|My host dad's church. My dad is on the left, the pastor is on the right.|
The evangelical churches, on the other hand, are a bit more interesting only because they are far more varied in their nature and so you never know what to expect. A group of volunteers were attending an Assemblies of God church with their families so I checked that one out a couple of times, since my family still hadn't gone to church since I'd arrived. The first time I went, after a bunch of different groups sang their songs -men, women, young women, old women, teenagers, kids, teenage boys, teenage girls -and after a few different offerings were taken which had everyone standing up, singing and walking to the front to drop a coin in the bucket, the pastor had each of the seven volunteers who were there that day introduce themselves and say what church they were from back in the US. This was pretty awkward for the Jewish volunteer and some of the other non-religious people in our group, but they all seemed to handle the situation pretty well.
I visited that church again a few weeks later with my friend Patti, who was really, really wanting to visit a church. We were the only non-Mozambicans that Sunday, and when they had us stand up and introduce ourselves, they asked if we had a song to sing for them, since all the other groups had already sung that day.
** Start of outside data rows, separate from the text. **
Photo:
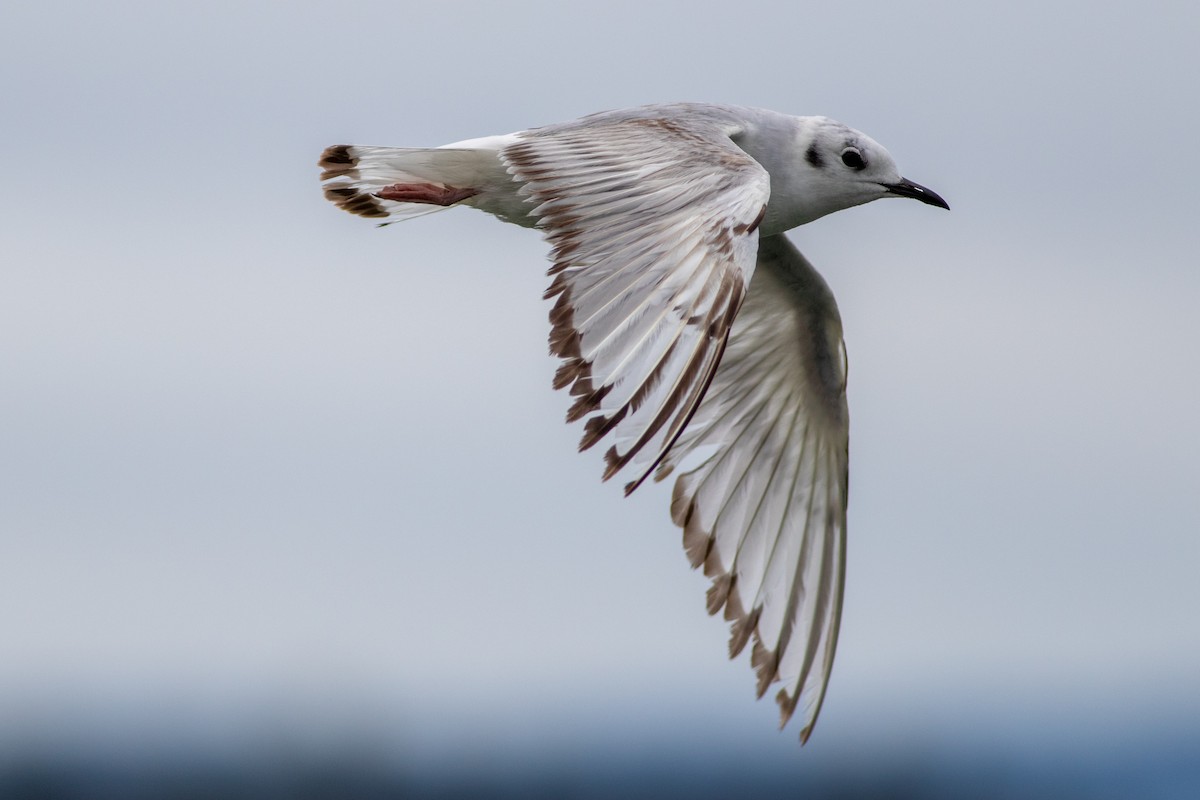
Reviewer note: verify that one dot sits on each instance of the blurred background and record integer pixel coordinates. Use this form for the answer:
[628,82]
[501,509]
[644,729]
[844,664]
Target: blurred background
[287,506]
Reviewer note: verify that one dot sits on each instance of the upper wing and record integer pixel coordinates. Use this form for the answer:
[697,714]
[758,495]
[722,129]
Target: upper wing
[765,507]
[654,232]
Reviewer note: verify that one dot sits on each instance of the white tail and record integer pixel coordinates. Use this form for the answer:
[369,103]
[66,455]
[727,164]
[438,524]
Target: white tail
[394,184]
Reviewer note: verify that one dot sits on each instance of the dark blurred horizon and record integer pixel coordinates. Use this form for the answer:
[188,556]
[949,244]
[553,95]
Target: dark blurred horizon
[1063,753]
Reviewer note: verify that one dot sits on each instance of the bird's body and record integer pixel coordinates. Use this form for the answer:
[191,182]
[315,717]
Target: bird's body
[694,336]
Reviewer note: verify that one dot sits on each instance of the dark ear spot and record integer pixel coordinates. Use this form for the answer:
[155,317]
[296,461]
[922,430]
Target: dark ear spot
[814,156]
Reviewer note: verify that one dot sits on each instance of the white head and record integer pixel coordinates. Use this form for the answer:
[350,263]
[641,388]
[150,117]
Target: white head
[839,167]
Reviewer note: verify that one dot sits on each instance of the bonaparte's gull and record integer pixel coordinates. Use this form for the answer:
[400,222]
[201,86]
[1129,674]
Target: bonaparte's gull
[694,336]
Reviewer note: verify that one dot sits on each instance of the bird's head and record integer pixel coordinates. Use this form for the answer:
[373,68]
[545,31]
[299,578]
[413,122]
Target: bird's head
[841,167]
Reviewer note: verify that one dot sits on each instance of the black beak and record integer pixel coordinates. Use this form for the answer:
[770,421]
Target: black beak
[917,192]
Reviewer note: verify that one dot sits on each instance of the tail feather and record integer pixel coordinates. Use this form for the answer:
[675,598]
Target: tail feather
[354,175]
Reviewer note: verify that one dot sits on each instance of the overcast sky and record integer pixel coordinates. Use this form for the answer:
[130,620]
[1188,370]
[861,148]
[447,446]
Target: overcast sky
[256,453]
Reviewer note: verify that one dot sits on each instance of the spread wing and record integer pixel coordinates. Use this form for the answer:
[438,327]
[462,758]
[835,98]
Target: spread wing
[653,226]
[763,477]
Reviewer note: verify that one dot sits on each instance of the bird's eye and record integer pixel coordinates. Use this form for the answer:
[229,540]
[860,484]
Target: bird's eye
[853,158]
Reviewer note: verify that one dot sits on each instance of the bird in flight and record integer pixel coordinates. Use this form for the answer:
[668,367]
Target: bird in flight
[694,337]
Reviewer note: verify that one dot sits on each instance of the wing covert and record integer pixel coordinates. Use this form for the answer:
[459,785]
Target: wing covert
[653,227]
[762,488]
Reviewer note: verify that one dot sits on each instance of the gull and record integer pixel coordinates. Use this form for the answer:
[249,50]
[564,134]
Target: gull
[694,336]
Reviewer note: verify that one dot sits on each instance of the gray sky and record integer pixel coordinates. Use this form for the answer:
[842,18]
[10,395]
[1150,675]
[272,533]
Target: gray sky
[256,453]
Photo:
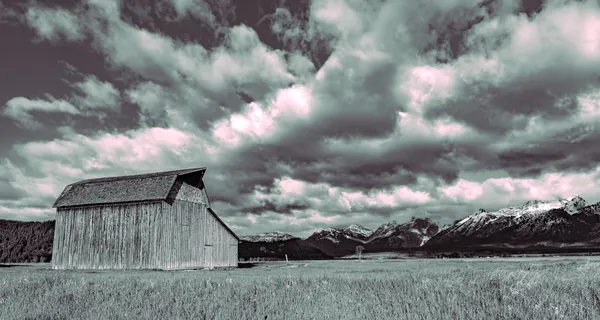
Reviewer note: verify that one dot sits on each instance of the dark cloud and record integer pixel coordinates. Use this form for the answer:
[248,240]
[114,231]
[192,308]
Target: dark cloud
[305,117]
[8,192]
[275,207]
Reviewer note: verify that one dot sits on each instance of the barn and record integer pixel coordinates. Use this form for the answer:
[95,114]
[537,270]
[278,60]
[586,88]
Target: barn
[158,220]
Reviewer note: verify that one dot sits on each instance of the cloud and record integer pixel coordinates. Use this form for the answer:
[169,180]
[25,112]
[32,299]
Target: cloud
[430,108]
[91,96]
[20,109]
[55,24]
[96,94]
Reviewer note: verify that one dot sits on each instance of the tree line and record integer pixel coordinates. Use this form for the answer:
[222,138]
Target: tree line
[26,241]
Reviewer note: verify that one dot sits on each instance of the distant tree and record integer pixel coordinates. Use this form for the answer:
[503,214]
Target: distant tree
[359,250]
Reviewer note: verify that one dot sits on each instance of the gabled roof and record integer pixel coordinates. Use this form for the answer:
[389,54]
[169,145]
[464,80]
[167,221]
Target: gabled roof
[134,188]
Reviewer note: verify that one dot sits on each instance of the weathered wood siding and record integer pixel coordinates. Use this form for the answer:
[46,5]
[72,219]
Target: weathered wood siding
[207,235]
[200,236]
[111,237]
[150,235]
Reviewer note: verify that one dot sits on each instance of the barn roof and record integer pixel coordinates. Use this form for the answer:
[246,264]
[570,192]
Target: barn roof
[134,188]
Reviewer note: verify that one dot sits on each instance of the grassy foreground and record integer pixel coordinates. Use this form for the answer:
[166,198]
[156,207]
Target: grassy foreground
[387,289]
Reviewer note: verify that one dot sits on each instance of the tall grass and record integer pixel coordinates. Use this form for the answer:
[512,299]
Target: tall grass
[408,289]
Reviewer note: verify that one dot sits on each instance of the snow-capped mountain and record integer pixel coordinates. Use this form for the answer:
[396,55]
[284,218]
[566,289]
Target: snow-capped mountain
[358,231]
[389,236]
[406,235]
[535,221]
[268,237]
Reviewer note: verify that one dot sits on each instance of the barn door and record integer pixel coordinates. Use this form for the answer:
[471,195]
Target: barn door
[232,256]
[208,259]
[186,248]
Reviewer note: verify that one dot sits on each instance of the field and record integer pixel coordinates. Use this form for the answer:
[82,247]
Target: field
[496,288]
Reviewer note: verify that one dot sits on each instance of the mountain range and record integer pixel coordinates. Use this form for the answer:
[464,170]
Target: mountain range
[535,224]
[566,225]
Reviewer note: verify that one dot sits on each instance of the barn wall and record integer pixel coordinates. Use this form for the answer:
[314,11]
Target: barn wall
[204,242]
[110,237]
[153,235]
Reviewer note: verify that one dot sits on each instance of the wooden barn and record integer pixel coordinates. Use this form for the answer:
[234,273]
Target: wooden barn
[150,221]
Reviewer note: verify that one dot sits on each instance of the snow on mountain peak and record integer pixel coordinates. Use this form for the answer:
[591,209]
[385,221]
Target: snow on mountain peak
[574,204]
[531,207]
[360,230]
[268,237]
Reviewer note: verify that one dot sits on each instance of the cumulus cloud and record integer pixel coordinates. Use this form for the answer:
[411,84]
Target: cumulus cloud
[432,108]
[96,94]
[20,110]
[54,24]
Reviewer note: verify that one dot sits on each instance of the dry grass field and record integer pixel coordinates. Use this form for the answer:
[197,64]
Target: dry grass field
[497,288]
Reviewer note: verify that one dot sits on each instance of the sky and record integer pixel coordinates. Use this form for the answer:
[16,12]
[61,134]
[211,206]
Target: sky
[307,114]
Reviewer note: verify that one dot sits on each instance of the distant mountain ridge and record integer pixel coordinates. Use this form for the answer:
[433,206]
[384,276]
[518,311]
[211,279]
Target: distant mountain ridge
[268,237]
[555,223]
[535,223]
[546,225]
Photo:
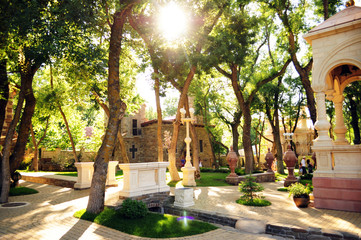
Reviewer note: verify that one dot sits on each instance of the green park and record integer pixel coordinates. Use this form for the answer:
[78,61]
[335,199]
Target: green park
[173,119]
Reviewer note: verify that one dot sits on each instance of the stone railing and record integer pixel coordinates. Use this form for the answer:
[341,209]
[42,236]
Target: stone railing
[85,174]
[143,178]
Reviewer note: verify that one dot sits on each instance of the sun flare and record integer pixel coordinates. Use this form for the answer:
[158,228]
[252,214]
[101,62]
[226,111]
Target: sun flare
[172,22]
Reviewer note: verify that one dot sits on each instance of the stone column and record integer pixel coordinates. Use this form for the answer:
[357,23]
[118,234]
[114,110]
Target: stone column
[85,174]
[322,125]
[111,180]
[340,128]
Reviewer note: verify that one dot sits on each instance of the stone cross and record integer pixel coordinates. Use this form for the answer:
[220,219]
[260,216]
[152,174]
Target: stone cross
[133,150]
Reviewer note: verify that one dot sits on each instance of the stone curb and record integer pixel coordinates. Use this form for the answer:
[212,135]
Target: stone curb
[277,230]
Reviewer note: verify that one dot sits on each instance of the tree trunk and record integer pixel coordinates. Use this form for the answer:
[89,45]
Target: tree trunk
[69,133]
[4,92]
[195,145]
[24,128]
[35,163]
[235,136]
[120,142]
[247,142]
[279,154]
[5,163]
[173,146]
[116,107]
[354,120]
[64,118]
[123,148]
[159,117]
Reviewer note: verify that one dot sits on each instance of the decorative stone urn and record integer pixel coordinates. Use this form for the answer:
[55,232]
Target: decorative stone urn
[232,162]
[269,159]
[314,159]
[290,159]
[302,202]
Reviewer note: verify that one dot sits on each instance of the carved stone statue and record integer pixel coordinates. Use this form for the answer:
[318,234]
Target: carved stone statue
[232,159]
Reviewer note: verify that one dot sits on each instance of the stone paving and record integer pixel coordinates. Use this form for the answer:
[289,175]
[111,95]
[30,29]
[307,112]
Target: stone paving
[49,214]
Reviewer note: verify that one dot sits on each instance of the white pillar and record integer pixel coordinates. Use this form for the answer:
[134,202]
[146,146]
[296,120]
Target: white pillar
[322,125]
[85,174]
[111,181]
[340,128]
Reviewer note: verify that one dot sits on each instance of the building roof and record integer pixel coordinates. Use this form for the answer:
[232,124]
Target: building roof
[344,20]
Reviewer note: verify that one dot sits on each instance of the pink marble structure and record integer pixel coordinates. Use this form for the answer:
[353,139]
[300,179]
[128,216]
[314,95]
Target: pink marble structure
[336,45]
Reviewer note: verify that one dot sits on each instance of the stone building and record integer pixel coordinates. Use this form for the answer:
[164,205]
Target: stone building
[140,137]
[302,137]
[8,118]
[336,46]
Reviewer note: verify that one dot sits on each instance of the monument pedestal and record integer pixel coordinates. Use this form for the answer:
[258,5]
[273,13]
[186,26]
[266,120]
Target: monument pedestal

Luckily, I had brought my ukulele to church with me that day, so I sang a song that I had learned last time I was in Mozambique. “Jesus passando por aqui.” They knew the song and sang along with me! It was wonderful.
The following week, I didn't go to a church, but I did visit the Arco Iris children's center outside of Maputo. This was the group I came to Mozambique with last time I was here in 2005. They have churches and children's centers throughout the country. As a matter of fact, this past Sunday, I was walking around my little ol' villa of Ribaue, talking to a stranger I had just met, and when I mentioned that I had come to Mozambique with Arco Iris five years ago, he told me that his uncle was a pastor of the Arco Iris church in town. He immediately took me to the church and we walked in just as the small congregation was getting ready to leave. It was 1:20pm and the service had started at 9am. When I walked in, they looked at me awkwardly, so I quickly introduced myself and after that, every single person came up to me to greet me, including a crippled man who had to crawl to get to me. We walked together back into the villa singing songs I hadn't heard since 2005. It was really special. Okay, back to the children's center outside of Maputo. So it was just me and Patti, my church companion. We got a tour of the whole place, heard a lot about what they do, and at the end, we got to play with a bunch of chicken-pocked kids.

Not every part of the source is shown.